История России в жизнеописаниях ее главнейших деятелей. Первый отдел
Шрифт:
Проговоривши эту речь, Острожский вышел из сената. Король послал зятя Острожского, Криштофа Радзивилла, воротить взволнованного старика. «Король, – сказал Радзивилл, – сожалеет о вашем огорчении; Никифор будет свободен». Рассерженный Острожский не хотел вернуться и сказал: «Нехай же соби и Никифора зьисть». Князь ушел, оставивши бедного протосинкелла Никифора на произвол короля. Никифора заслали в Мариенбург, где он и умер в заточении.
В 1599 году Острожский с прочими панами и шляхетством русской веры устроил конфедерацию с протестантами для взаимной защиты против католического насилия. Но эта конфедерация не имела важных последствий.
Гораздо важнее было по своим последствиям литературное движение, усилившееся после унии. В острожской типографии были напечатаны (в 1598) «Отпись на лист отца Ипатия» (Потия) и Листы, т.е. послания: из них восемь Мелетия, патриарха александрийского, в которых излагалась сущность православия и народ православный побуждался к защите своей религии. Одно из этих посланий (третие) касается вопроса об изменении календаря, вопроса, тогда очень занимавшего умы. Православным пастырям не нравилось это изменение именно потому, что оно было нововведением: «новость суетных мужей непостоятельных душ, яко же сырость приражением ветров зыблемых». По мнению честных пастырей, изменение пасхалии приносит за собою обуревание и мятеж в церкви, крамолы, раздоры, приближение к жидовству; но если бы этого и не случилось, то все-таки не нужно вносить «неотеризма», а лучше держаться старины и
96
Против «Апокризиса» издан был в 1600 г. «Антирризис», соч. греком-униатом Петром Аркудием.
Падшему и некоторые слова и стихи, отчасти приноровленные к своему времени.
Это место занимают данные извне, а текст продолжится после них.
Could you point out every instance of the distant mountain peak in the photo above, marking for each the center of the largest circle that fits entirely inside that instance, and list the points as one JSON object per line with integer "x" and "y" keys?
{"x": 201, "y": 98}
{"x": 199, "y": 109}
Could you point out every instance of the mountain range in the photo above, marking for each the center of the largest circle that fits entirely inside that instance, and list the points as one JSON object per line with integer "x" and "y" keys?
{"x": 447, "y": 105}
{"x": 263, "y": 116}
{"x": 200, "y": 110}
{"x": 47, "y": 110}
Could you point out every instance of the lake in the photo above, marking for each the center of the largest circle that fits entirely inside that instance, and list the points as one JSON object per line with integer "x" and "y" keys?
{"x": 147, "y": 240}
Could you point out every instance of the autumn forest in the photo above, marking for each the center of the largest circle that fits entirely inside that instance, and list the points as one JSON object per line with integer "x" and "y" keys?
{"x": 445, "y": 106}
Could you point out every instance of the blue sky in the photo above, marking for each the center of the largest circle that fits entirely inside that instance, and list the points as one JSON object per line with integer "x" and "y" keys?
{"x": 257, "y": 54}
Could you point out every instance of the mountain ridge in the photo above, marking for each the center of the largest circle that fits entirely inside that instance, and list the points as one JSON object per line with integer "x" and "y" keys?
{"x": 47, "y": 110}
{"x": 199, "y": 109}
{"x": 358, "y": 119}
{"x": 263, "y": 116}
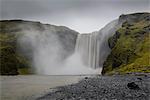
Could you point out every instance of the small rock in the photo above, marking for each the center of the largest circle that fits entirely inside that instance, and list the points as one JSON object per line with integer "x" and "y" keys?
{"x": 132, "y": 85}
{"x": 139, "y": 78}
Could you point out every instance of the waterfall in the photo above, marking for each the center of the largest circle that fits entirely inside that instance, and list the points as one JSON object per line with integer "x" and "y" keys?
{"x": 93, "y": 47}
{"x": 87, "y": 46}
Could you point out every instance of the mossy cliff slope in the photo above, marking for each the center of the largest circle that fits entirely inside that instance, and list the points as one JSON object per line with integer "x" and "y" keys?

В Вильне явились замечательные сочинения, не только полемические, но и научные, показывающие возникавшую потребность воспитания юношества; в 1596 году издана была грамматика славянского языка Лаврентием Зизанием, Азбука с кратким словарем, Толкование на молитву «Отче наш» и Катехизис, излагавший основания православной веры. Затем русские богослужебные и религиозно-политические сочинения печатались и в других местах.
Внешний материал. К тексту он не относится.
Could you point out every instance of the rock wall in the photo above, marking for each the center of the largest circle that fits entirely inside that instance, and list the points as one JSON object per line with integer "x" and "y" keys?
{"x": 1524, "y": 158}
Так положено было начало той южнорусской и западнорусской литературы, которая впоследствии, в половине XVII в., развилась до значительной степени.
Сам Острожский, несмотря на защиту, которую оказал православию в деле возникавшей унии, как аристократ, для которого польский строй слишком много представлял дорогого, был далек до какого-нибудь решительного противодействия насилию власти: он сдерживал и других, поучая их терпению. Таким образом, в 1600 году он писал львовскому братству: «Посылаю вам декрет, составленный на прошлом сейме, в высокой степени противный народному праву и более всего святой правде, и даю вам не иной какой-нибудь совет, как только такой, чтобы вы были терпеливы и ожидали Божия милосердия, пока Бог, по своей благости, не склонит сердце его королевского величества к тому, чтобы никого не оскорблять и каждого оставить при своих правах».
В этом совете сквозило уже будущее бессилие русской аристократии в деле защиты отеческой веры.
По жалобе киевского и брацлавского воеводств король назначил на сейме суд между униатами и православными.
Тогда умер Рагоза: место его в звании киевского митрополита заступил Ипатий Потий. Явившись вместе с Терлецким на суд, назначенный королем, он представлял, что духовные дела не подлежат приговору светского суда, что, сообразно божественному праву, законам королевства и правам христианским, они подлежат только суду духовному. Униаты указывали на всякие существовавшие до того времени привилегии, данные греческой церкви, как на документы, исключительно принадлежащие по праву теперь только тем, которые признали главою своей церкви римского первосвященника. Король, с совета своих радных панов, признал их доводы вполне справедливыми и обнародовал грамоту, по которой новому митрополиту и епископам, состоящим под первенством митрополита, предоставлял право пользоваться своим саном, сообразно прежним привилегиям, данным сановникам греческой веры, управлять церковными имениями и творить духовный суд. Король не признавал другой восточной церкви в польской Речи Посполитой, кроме уже соединенной с римскою. Все непризнающие унии были в его глазах уже не исповедники греческой веры, но отщепенцы от нее. Тот же взгляд разделяла с королем вся католическая Польша и Литва.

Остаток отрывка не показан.